Her own story was that she had been inseparable from her younger brother when growing up, and when she was 20 and he 17, a wave snapped his neck and made him a quadriplegic for life, and she a lifetime caregiver, not only of him, but eventually of both her parents as well. She described beginning her day--for decades--at five in the morning, in order to go and help him before going to her own full-time job, then returning each night to drain his kidneys. She sat long hours and days by his bedside during his not infrequent, prolonged hospital visits, since he was unable to even ring for a nurse. Between her brother and parents, she described herself as handling everything: "...finances, emotional needs, living arrangements, groceries, overseeing their medical care, hiring doctors, terminating others, underwear, making them feel safe when it seemed impossible... my father had Parkinson's Disease for over 45 years, and my mom functioned with only 23 percent of her heart. I was the other 77 percent."

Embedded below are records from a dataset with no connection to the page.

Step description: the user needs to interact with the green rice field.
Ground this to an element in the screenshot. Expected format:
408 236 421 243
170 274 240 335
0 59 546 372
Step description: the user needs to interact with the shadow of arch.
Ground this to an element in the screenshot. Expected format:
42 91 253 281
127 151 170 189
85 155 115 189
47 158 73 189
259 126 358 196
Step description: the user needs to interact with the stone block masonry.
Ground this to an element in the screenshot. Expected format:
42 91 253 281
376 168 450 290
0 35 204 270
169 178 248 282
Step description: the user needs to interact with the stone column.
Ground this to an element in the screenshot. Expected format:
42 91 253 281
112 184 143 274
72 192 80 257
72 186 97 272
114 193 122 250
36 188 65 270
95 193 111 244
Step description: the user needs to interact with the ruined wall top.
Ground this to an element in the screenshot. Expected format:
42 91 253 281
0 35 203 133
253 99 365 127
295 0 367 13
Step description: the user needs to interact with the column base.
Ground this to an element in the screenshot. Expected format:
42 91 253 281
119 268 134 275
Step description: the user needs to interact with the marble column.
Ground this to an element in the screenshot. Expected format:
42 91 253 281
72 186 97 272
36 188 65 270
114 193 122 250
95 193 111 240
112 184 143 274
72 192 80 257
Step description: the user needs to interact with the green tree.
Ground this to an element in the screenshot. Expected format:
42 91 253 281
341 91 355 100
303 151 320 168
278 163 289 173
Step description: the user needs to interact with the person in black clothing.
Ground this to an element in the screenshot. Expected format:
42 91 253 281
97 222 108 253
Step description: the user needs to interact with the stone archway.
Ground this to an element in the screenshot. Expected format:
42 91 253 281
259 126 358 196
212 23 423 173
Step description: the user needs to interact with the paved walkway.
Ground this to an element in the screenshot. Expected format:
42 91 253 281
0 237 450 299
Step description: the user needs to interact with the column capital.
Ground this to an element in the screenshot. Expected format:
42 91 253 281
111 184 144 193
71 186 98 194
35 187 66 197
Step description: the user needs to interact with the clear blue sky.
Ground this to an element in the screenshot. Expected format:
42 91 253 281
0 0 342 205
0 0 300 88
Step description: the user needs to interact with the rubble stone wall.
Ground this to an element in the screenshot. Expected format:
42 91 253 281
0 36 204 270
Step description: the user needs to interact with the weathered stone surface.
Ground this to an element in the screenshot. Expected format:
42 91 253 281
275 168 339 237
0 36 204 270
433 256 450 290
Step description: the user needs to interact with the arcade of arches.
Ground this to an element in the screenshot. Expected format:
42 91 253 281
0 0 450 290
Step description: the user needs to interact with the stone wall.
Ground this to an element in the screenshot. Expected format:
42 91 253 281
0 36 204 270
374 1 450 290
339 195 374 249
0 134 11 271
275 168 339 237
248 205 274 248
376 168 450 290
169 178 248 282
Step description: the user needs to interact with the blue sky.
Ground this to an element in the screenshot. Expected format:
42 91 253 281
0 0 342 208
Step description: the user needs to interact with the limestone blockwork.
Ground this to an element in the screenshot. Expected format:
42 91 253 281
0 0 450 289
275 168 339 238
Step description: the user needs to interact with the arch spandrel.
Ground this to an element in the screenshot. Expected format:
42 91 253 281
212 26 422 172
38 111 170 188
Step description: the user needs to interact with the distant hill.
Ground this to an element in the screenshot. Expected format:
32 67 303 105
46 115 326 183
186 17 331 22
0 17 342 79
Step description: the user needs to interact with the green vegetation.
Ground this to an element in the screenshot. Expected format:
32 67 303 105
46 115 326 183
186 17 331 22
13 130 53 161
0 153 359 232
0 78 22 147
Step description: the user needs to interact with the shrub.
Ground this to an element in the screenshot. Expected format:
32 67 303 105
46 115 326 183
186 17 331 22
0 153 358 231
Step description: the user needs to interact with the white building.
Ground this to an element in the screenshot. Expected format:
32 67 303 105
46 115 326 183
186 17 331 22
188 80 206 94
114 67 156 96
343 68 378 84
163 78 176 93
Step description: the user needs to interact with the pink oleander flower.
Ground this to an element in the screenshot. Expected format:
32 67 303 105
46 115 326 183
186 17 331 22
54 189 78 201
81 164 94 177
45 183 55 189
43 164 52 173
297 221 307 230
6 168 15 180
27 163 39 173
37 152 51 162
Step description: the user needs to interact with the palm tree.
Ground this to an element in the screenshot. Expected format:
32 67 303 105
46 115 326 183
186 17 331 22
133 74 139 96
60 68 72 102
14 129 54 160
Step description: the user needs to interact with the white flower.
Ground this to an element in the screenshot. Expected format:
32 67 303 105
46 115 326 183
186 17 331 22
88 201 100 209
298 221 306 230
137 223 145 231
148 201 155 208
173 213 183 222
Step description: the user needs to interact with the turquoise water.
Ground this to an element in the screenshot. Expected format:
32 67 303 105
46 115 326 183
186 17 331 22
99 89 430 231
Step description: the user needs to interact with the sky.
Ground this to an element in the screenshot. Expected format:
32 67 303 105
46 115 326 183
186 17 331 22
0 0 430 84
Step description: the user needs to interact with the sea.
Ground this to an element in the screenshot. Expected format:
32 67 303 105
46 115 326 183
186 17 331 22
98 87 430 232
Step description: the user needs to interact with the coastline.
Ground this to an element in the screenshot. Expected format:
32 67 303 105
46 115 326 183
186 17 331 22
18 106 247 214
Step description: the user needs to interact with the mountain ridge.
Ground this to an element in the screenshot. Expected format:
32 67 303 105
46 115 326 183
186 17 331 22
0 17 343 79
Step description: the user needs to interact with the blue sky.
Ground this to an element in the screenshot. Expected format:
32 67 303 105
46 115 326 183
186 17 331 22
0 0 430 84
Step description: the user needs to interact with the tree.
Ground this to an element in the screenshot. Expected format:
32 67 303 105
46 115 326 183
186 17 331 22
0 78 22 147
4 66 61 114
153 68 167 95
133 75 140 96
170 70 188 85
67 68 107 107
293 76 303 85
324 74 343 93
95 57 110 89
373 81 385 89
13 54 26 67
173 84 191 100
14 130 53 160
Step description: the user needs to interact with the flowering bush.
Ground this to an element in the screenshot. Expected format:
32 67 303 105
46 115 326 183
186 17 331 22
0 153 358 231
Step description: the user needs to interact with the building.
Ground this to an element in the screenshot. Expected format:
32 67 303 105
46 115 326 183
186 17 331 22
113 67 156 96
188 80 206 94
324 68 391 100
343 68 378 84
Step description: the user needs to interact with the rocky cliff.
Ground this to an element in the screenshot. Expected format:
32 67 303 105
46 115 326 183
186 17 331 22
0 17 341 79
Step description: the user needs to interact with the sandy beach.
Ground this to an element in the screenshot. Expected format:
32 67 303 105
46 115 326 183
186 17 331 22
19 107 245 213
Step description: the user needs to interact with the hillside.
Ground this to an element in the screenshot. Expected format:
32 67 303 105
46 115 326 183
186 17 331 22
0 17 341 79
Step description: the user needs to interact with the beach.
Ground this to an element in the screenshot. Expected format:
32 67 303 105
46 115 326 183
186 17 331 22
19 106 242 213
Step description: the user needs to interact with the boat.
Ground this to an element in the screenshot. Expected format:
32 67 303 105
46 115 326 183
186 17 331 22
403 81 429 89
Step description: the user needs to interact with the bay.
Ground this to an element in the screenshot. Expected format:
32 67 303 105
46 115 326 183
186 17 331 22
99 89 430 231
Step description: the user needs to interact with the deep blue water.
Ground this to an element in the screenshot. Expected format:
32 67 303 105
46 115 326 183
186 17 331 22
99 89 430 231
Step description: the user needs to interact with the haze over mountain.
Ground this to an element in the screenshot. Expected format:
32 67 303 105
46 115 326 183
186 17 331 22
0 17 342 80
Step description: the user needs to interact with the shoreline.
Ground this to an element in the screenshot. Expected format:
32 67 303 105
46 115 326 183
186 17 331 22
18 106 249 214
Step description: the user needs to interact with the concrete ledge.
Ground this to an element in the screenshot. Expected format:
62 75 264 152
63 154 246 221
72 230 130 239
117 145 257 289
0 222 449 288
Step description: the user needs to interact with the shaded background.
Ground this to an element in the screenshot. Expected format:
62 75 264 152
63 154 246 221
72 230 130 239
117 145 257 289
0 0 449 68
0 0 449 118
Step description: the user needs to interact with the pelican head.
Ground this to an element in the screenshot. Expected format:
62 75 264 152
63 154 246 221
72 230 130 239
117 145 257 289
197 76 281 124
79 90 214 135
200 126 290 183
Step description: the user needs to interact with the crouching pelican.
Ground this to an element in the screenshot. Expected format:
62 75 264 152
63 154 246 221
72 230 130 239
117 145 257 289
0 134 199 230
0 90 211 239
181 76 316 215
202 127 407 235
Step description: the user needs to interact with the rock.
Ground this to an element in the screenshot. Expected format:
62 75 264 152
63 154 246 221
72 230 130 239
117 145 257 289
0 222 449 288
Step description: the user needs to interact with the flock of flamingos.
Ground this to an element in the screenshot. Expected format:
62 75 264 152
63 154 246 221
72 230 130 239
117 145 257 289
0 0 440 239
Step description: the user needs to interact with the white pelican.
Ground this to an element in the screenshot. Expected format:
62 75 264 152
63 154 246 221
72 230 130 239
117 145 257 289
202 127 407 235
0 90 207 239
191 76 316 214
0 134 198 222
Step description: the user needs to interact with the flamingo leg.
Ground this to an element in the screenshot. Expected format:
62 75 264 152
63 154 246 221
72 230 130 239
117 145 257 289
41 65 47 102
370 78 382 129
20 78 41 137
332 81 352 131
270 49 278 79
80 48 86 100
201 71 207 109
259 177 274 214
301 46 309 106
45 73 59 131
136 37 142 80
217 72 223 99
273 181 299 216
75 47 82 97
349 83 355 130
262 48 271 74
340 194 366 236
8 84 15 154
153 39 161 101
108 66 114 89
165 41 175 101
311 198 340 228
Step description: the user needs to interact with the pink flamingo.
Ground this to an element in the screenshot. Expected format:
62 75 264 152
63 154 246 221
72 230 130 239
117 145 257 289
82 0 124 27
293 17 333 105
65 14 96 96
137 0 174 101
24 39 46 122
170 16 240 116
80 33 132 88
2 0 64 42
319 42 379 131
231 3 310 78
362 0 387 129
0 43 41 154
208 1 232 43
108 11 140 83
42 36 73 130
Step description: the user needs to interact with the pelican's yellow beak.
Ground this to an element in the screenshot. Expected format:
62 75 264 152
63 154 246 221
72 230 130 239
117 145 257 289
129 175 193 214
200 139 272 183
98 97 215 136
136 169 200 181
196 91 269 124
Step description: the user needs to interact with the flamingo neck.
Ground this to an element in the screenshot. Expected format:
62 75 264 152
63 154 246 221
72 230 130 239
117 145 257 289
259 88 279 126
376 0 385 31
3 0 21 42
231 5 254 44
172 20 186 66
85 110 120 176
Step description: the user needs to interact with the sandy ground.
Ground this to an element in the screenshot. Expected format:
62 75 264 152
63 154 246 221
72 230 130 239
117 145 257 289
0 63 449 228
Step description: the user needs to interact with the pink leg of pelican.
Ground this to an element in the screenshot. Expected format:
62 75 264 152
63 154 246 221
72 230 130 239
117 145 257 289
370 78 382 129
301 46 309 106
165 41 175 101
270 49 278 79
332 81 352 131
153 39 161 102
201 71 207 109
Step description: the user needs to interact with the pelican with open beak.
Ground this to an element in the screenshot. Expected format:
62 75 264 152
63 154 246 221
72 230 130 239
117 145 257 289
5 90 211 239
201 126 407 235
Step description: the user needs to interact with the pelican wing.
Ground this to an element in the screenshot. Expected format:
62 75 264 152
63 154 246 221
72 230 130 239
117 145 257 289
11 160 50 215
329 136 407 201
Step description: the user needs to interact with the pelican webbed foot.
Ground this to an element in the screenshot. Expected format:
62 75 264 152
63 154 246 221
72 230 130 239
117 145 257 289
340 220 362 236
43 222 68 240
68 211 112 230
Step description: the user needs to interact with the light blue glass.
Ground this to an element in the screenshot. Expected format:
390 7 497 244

She went through two marriages in the midst of all this, and eventually stopped working after 31 years when the needs of her family began to demand all of her time, until one by one, she eventually lost all three of them. Her story leaves us with many questions:

Is she "accomplished" or is she an "underachiever?" How do we make that assessment, and based on what system of values? Which weighs more on the What Really Matters scale, a life of selfless, loving service to loved ones, or a couple of published books? How do we measure the value of our time, how we spend it, who we share it with, and what "gets done" in a day, a week, or a lifetime? Are we on an ongoing journey of soul-making or a desperate race to carve out a reputation that is only as solid and permanent as that of Shelley's Ozymandias, "king of kings," who was ultimately reduced to the "decay of that colossal wreck, boundless and bare," beside which "The lone and level sands stretch far away"? Poet Mary Oliver put all of this together into a single, powerful question, that I offer here, by way of conclusion:

"What will you do with your one wild and precious life?"